Friday, February 10, 2012

pssst

I promise you that I love my family. Love them. Would stop a bullet for them. Challenge trains to push them to safety. I wouldn't trade any of them for any amount of treasure.

But.

If I don't get some alone time soon everybody's gonna be visiting me in the loony bin.

For the last ten days to two weeks, everybody has been sniping at everybody else in every single combination you can think of. Constantly. Spouse has been on vacation so he's been helping out enormously (thank you spouse!) but the non-stop warfare has worn me thin. That last little nerve has been scraped raw and everyone has broken out the tap shoes to dance on it.

There isn't a single room in this house I can go into that doesn't already have somebody in it. Usually somebody who wants something, or two to three someones who need mediation. If there isn't someone in that room there will be soon, because I have to call them in to pick up the mess they've left behind. The mess they didn't think to pick up because they were "only leaving the room for a moment" three hours ago. And then they glare at me as if I did something wrong by insisting on a behavioral standard that has only been in place since the day they were hatched.

There isn't anything I can do without being interrupted constantly by a steady stream of people who need something from me. There isn't any time to recharge. There is only constant need from people who think that I never need down time, never need quiet, never need to be left alone, never need to be looked after, never have needs of my own. Ever.

Spouse thinks I should just ignore the smaller stuff. Everything would get better if I just didn't let it get to me. And he's probably right about some of the atmospherics. Unfortunately I have learned through bitter experience that if I don't stop some of the screeching at a lower level I will lose complete control of my sanity when it (inevitably) gets to the higher pitches. He can ignore it with equanimity. I cannot. Not fair, perhaps, but that's life. What it means in reality is that he emerges from his video game to find a smoldering wreck of a wife who's just been handling things as patiently as possible until she's ready to throw dishes through walls. Not that I ever have. Thrown dishes, I mean. I know who gets to clean that mess up.
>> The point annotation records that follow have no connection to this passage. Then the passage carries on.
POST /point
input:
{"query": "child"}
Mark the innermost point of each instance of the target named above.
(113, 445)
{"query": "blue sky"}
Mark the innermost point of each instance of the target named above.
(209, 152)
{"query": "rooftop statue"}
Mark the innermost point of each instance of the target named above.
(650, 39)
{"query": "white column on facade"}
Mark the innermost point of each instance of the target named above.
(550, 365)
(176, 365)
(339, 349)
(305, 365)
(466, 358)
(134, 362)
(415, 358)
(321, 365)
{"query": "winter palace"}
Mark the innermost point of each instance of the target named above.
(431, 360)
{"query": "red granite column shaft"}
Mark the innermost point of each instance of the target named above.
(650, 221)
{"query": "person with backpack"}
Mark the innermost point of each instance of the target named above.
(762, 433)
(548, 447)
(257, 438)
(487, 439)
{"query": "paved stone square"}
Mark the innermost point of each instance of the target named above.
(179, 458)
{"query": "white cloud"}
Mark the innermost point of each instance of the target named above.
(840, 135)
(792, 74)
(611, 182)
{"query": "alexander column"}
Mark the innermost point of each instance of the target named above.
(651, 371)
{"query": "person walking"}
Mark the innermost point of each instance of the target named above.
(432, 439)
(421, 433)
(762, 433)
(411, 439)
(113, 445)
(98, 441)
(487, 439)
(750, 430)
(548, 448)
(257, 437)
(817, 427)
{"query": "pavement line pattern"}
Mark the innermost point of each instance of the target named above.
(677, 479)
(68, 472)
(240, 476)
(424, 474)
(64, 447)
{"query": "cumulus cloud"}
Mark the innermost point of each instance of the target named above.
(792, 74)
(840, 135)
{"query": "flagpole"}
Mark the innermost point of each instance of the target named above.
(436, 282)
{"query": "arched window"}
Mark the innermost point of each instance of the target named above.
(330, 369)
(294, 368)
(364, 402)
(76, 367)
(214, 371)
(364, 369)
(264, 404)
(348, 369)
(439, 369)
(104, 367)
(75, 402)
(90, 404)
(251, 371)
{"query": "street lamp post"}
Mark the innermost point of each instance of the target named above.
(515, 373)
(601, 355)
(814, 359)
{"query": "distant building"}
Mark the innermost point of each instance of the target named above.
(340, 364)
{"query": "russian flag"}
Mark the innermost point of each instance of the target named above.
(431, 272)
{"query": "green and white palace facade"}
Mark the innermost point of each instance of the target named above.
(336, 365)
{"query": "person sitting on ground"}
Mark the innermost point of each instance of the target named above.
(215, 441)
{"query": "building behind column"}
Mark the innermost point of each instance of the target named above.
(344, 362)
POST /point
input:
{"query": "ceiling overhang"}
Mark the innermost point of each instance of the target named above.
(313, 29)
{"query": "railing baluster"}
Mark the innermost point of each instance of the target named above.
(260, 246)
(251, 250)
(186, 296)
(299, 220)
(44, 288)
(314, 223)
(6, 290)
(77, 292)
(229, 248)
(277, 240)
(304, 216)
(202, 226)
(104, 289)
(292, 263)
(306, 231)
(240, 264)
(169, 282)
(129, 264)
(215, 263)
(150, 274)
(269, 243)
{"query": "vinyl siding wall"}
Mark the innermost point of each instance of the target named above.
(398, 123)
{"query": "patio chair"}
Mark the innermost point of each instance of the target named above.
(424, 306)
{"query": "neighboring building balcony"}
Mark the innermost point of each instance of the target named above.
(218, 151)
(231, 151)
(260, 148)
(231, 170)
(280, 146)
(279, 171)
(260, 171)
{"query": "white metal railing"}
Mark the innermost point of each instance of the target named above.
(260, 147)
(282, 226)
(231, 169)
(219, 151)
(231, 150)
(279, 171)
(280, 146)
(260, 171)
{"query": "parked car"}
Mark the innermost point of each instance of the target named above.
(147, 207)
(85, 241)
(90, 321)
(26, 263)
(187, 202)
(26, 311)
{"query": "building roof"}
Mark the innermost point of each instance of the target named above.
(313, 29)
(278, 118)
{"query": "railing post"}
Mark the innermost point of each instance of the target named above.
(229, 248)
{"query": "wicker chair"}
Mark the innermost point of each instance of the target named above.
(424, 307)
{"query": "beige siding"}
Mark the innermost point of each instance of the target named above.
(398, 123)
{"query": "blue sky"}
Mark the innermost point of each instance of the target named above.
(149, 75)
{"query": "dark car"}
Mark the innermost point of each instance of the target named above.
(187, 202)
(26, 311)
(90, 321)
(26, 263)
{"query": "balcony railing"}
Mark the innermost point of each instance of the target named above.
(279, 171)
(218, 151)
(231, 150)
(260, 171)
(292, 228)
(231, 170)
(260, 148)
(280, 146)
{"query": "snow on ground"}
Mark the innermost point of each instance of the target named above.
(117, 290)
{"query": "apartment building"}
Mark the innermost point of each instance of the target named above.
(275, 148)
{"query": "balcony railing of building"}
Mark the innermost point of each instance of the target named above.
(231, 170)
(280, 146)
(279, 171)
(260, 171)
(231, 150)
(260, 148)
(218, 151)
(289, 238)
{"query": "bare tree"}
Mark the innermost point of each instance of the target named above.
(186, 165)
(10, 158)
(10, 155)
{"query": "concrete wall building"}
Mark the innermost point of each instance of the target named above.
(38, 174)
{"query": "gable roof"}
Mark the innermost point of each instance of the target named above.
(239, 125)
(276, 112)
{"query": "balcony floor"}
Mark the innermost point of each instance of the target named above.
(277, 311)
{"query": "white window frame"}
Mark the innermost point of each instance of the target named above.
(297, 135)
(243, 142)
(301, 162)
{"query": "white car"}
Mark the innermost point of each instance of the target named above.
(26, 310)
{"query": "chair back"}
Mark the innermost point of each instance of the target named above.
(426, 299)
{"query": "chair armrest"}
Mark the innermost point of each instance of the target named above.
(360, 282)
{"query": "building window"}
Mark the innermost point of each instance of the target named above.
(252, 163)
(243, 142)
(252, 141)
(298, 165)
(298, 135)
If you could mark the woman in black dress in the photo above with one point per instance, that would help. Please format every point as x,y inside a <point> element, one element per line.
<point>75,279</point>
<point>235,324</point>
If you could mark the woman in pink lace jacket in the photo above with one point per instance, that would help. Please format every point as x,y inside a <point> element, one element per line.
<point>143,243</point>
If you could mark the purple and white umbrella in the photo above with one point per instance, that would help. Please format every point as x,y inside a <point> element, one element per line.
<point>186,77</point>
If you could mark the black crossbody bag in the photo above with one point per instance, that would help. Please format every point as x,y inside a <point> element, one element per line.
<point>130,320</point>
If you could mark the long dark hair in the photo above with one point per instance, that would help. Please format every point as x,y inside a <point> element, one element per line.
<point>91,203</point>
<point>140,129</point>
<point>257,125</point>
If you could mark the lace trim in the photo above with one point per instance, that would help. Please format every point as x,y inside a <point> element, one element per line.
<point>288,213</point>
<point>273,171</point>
There isn't any solution. There is no place in this house or on our property that I can go that has an explicit "Leave Me Alone" signal to it. If I try there's an inevitable parade of people who need reassurance that everything is all right, that everything is going to be okay, that the keep-away sign doesn't really apply to them, and that I really still love them, don't I? There isn't any money to go any place else for a day, or a weekend, or even a few hours and just forget that I have all of these responsibilities laid on my shoulders. There isn't any money for sheer wanton retail therapy. I've been staring at a new gardening toy (defined as a toy by its complete lack of necessity) for months now. I won't get it. It isn't as if it runs into hundreds of dollars. I could probably get it and all of its accessories for maybe $80, including shipping and handling. We just don't have it. If I really want to spend irresponsibly it has to be for something that the children need and there isn't any other way of getting it other than robbing Peter to pay Paul.

If I can't have the money we need to hold body and soul together, and I can't get the job we need to get that  money, then damn all, I need down time to make peace with what I lack.